R语言链家二手房爬取傻瓜教程

首先让我们来讲讲逻辑，这是搞定爬虫的第一步，看看链家网页里我们要找的东西在哪里

这是链家的主页，选择完地区之后（for example上海）
链家-上海 https://sh.lianjia.com/

链家-上海

然后戳二手房，发现在之前的地址后面加了个 /ershoufang/
链家-上海-二手房 https://sh.lianjia.com/ershoufang/

链家-上海-二手房

然后我们发现所有的房源是可以按区域筛选的，为了不漏网任何一条小鱼当一个合格的海王，我们要把筛选范围缩小一下。
在戳了浦东之后，发现了二级分区，并且地址后面加了个/pudong/
链家-上海-二手房-浦东 https://sh.lianjia.com/ershoufang/pudong/
以此类推点进下面的北蔡，地址后面加了/beicai/
链家-上海-二手房-浦东-北蔡 https://sh.lianjia.com/ershoufang/beicai/
好在下面是没有分级了

链家-上海-二手房-浦东-北蔡

所以到这里，我们已经知道了我们要找到的房源信息，需要在【链家-上海-二手房-浦东-北蔡】这个层级上，并且每个区域还有n页的信息，每页我们也都要去搜刮一遍。

网页层级

链家-上海-二手房-浦东-北蔡-分页

所以我们的工作拢共分三步
①爬取分区
②爬取页数
③爬房源信息
清晰了逻辑之后我们来搞起来吧

print('初始化>>> 清空环境和内存...');gc(rm(list=ls()))
enviorment_path <- 'D:/Code/lianjia'
setwd(enviorment_path)

library(bitops)
library(RCurl)
library(XML)
library(plyr)
library(rjson)
library(data.table)
library(stringr)
library(xml2)
library(rvest)
library(glue)

#32位最高内存分配4000，64位最高102400
memory.limit(4000)
#请求头（在chrome-inspect-network-主页面的request headers里面，下次别再忘了呀）
myheader=c(
  "user-agent"="Mozilla/5.0 (Windows NT 10.0; Win64; x64) AppleWebKit/537.36 (KHTML, like Gecko) Chrome/79.0.3945.130 Safari/537.36",
  "path"="/sitemap/spotdis/c0",
  "accept"="*/*",
  "accept-encoding"="deflate, br",
  "accept-language"="zh-CN,zh;q=0.9",
  "cache-control"="max-age=0",
  "upgrade-insecure-requests"='1',
  "scheme"="https"
)

#系统时间
s_time <- Sys.time()
#主页
url <- "https://sh.lianjia.com/ershoufang/"
webpage <- getURL(url,httpheader=myheader,.encoding="utf-8")
pagexml <- htmlTreeParse(webpage,encoding="utf-8", error=function(...){}, useInternalNodes = TRUE,trim=TRUE)


#一级分区网页表
district_name <- xpathSApply (pagexml, '//*[@data-role="ershoufang"]//a',xmlValue ) %>% trim()
district_name <- gsub(' ','',district_name)

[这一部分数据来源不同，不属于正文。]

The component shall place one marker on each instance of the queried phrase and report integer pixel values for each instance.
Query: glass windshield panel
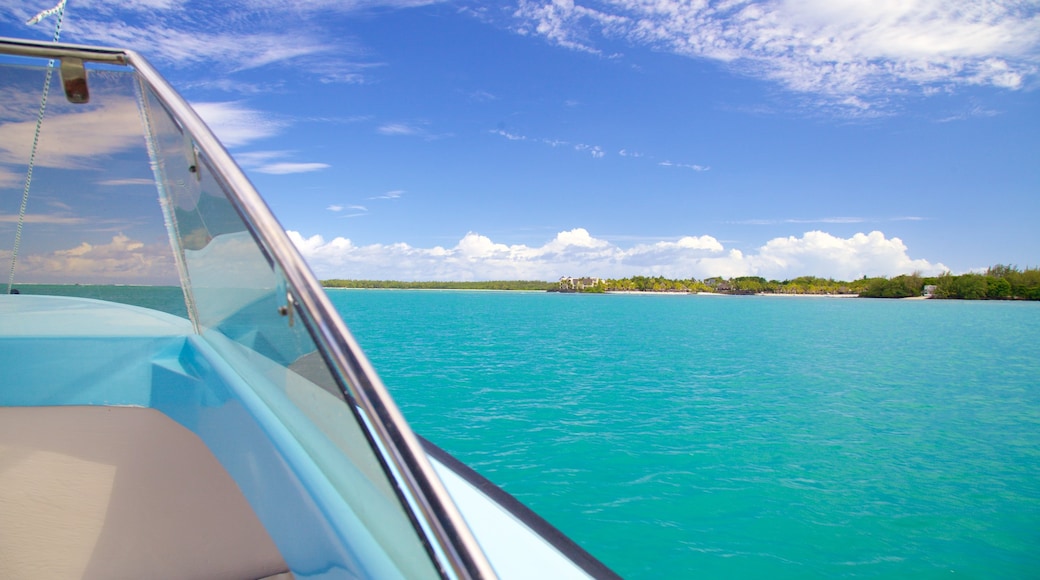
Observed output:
(92, 226)
(242, 309)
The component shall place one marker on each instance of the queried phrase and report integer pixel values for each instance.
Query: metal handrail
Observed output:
(357, 377)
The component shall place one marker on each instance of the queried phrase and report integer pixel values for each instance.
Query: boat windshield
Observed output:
(117, 200)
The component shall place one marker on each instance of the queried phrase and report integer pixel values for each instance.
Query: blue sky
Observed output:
(533, 139)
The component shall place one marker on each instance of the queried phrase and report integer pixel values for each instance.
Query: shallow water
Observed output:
(735, 437)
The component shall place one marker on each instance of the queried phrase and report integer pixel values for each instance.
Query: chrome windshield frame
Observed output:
(398, 447)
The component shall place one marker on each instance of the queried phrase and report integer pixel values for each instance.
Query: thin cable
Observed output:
(59, 10)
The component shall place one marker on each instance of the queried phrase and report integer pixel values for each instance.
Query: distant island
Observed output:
(1001, 283)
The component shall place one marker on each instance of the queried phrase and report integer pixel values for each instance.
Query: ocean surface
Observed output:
(727, 437)
(735, 437)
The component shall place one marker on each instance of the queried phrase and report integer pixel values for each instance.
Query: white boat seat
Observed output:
(100, 492)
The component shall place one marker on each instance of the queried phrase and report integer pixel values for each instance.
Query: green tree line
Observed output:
(491, 285)
(999, 282)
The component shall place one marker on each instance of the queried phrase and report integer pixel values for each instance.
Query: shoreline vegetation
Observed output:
(999, 282)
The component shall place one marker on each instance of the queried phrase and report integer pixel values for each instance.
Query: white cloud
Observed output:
(847, 51)
(693, 166)
(121, 261)
(285, 167)
(42, 218)
(128, 181)
(236, 125)
(390, 194)
(577, 253)
(10, 179)
(188, 47)
(73, 136)
(398, 129)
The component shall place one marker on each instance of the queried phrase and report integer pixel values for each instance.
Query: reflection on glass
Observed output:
(243, 310)
(92, 217)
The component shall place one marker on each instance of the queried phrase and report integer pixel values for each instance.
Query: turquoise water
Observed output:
(735, 437)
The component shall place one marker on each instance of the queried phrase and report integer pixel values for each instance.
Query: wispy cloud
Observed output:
(685, 165)
(270, 162)
(348, 211)
(595, 151)
(43, 218)
(120, 261)
(237, 125)
(284, 167)
(390, 194)
(129, 181)
(576, 253)
(853, 53)
(75, 136)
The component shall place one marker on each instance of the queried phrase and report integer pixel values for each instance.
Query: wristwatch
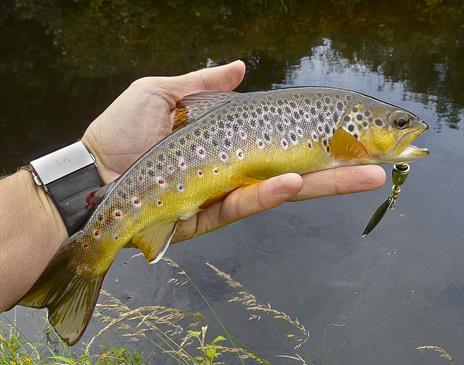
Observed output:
(68, 175)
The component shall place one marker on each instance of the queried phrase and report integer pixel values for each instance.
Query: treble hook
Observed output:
(400, 173)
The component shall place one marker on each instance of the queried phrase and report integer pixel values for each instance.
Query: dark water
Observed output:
(364, 301)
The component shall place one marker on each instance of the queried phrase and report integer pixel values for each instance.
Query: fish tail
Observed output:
(69, 296)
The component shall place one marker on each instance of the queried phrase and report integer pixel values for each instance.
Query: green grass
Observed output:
(182, 336)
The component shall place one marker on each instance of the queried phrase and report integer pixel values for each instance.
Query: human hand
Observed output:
(144, 114)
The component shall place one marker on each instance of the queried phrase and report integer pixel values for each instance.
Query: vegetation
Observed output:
(174, 334)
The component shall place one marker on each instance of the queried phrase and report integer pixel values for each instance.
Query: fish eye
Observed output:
(402, 122)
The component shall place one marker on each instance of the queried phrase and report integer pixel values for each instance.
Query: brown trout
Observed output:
(223, 140)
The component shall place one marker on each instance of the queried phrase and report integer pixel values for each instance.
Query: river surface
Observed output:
(370, 300)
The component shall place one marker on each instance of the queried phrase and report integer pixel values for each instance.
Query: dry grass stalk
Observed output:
(252, 305)
(136, 323)
(439, 350)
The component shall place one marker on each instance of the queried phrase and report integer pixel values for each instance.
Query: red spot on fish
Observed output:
(118, 214)
(136, 202)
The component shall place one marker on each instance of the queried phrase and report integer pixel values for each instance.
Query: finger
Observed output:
(241, 203)
(341, 180)
(226, 77)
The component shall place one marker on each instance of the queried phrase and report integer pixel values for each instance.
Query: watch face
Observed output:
(62, 162)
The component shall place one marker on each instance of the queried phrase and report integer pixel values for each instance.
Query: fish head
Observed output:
(385, 131)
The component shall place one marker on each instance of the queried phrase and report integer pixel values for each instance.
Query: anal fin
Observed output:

href <- xpathSApply (pagexml, '//*[@data-role="ershoufang"]//a',xmlGetAttr,name = 'href') 
href <- paste0('https://sh.lianjia.com',href)

district_ershoufang_table <- data.table(district_name=district_name,district_href = href)

#二级分区网页表
d=1
district_table_all <- NULL
for (d in d:dim(district_ershoufang_table)[1]) {
  url <- district_ershoufang_table$district_href[d]
  webpage <- getURL(url,httpheader=myheader,.encoding="utf-8")
  
  pagexml <- htmlTreeParse(webpage,encoding="utf-8", error=function(...){}, useInternalNodes = TRUE,trim=TRUE)
  
  name <- xpathSApply (pagexml, '//*[@data-role="ershoufang"]//div[2]//a',xmlValue) %>% trim()
  name <- gsub(' ','',name)
  
  href <- xpathSApply (pagexml, '//*[@data-role="ershoufang"]//div[2]//a',xmlGetAttr,name = 'href') 
  href <- paste0('https://sh.lianjia.com',href)
  
  table <- data.table(district_name=name,district_href = href,area = district_ershoufang_table$district_name[d])
  table$district_name[table$district_name=='不限'] <- district_ershoufang_table$district_name[d]
  
  district_table_all <- rbind(district_table_all,table)
  print(table)
}
save(district_table_all,file = 'district_table_ershoufang_all.rda')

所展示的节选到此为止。